Fin da subito gli inquirenti hanno battuto la pista dell'omicidio, aprendo un fascicolo contro ignoti. Gli uomini dell'Arma avevano ascoltato diverse persone

E' partito, davanti alla Corte d'Assise di Ravenna, il processo per omicidio volontario contro Secondo Merendi, il 58enne al quale la Procura della Repubblica ha formalizzato l'accusa di aver ucciso la madre  Pia Rossini, trovata strangolata in casa con la cintura di un accappatoio a Cotignola, il 14 aprile 2015. La signora, sarta 81enne in pensione, era stata trovata morta nella sua abitazione, con una cintura da accappatoio che secondo l'accusa le è stata stretta attorno al collo dal figlio convivente.

In tribunale, giovedì mattina, sono comparsi i primi testimoni, quelli dell'accusa, rappresentata in aula del pm Stefano Stargiotti, tra questi i Carabinieri della stazione di Cotignola e gli operatori del 118, i primi a giungere sul posto e a trovarsi di fronte al cadavere della donna.
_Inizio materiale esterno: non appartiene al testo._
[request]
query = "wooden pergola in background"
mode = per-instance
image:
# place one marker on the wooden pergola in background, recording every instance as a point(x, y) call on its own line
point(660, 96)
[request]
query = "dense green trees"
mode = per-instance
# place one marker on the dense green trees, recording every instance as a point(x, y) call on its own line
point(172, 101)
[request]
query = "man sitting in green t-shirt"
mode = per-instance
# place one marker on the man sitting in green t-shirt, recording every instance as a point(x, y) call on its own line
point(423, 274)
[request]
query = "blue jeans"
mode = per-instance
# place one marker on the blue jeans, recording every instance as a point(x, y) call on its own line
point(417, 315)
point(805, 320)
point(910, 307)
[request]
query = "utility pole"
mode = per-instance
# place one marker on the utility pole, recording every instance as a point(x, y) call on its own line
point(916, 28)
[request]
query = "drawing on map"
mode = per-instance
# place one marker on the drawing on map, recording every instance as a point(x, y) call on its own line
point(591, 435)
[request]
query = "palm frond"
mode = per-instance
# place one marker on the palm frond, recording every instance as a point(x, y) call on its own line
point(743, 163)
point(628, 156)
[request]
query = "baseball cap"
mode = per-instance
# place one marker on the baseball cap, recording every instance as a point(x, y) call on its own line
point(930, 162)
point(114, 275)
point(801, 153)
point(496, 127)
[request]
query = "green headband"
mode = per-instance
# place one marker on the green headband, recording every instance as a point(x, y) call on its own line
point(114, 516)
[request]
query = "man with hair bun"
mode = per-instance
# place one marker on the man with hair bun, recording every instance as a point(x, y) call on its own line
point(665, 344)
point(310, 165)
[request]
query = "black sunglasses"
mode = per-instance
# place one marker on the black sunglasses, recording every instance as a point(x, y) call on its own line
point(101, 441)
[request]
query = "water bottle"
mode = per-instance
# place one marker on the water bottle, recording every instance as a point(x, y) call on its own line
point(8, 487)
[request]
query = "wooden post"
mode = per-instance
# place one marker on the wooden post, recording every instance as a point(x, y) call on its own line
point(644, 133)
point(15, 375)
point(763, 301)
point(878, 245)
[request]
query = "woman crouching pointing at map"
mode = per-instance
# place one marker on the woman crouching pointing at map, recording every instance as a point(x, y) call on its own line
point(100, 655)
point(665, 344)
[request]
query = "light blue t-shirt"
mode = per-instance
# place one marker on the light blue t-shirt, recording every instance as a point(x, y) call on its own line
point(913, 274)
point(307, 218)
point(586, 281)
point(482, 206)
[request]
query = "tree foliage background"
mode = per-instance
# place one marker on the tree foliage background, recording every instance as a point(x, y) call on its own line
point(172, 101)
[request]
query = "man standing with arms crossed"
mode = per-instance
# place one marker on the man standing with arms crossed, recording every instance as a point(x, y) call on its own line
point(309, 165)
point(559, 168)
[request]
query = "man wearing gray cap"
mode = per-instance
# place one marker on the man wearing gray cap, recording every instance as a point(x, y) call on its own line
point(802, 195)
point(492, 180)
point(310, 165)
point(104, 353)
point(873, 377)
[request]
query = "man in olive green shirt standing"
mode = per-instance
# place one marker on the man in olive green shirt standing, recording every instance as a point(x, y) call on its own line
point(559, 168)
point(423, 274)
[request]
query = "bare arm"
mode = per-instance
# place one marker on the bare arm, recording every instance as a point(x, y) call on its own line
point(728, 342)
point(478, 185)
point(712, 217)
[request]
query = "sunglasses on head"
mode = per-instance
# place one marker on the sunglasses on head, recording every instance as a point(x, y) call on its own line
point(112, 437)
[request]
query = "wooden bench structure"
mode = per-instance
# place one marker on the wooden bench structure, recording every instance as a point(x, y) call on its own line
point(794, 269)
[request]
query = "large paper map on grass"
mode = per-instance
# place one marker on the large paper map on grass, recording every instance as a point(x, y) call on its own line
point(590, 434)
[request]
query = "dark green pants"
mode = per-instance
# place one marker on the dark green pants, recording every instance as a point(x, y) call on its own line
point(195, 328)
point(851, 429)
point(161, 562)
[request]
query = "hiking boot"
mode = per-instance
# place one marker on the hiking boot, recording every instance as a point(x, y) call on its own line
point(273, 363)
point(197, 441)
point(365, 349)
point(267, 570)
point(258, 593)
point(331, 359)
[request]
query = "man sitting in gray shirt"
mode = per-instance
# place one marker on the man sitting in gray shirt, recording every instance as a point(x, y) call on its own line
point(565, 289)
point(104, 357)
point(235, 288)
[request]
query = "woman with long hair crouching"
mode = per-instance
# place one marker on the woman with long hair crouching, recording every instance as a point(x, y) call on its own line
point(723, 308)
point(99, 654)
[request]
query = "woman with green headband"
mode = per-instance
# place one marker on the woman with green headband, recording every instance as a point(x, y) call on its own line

Gli operatori del 118 avevano avuto sospetti sulle modalità del suicidio, allertando così le forze dell'ordine.  Si è inoltre discusso della scomparsa di denaro contante che l'anziana teneva ben occultato per le esigenze di casa.

Fin da subito gli inquirenti hanno battuto la pista dell'omicidio, aprendo un fascicolo contro ignoti. Gli uomini dell'Arma, coordinati dal procuratore capo Alessandro Mancini e dal sostituto Stefano Stargiotti, avevano ascoltato diverse persone tra parenti, vicini di casa e amici della donna, oltre a raccogliere vari elementi dall'abitazione dell'anziana. Secondo quanto accertato dagli investigatori, l'uomo, difeso dallì'avvocato Serafino Tabanelli, avrebbe agito in preda ad un raptus, dopo che la madre non aveva prestato i soldi necessari per pagare l'assegno di mantenimento alla ex moglie. L'uomo, disoccuppato, aveva problemi economici. E spesso si rivolgeva alla madre per risolvere le questioni. A tradirlo anche la passione per il gioco, che l'aveva spinto a prosciugare, all'insaputa della madre, i conti ai quali la donna, titolare di due pensioni di reversibilità frutto di altrettanti matrimoni, gli aveva dato libero accesso. E lei di recente se ne sarebbe accorta.

La mattina dell'omicidio probabilmente la donna si stava recando all'ufficio postale dopo l'ennesimo prelievo da parte del figlio.  L'indagato nel corso delle indagini non ha mai collaborato con gli inquirenti circa la ricostruzione del delitto. I magistrati ritengono che l'unica persona in grado di entrare nella villetta e di uccidere la donna, a detta dei vicini fosse il figlio.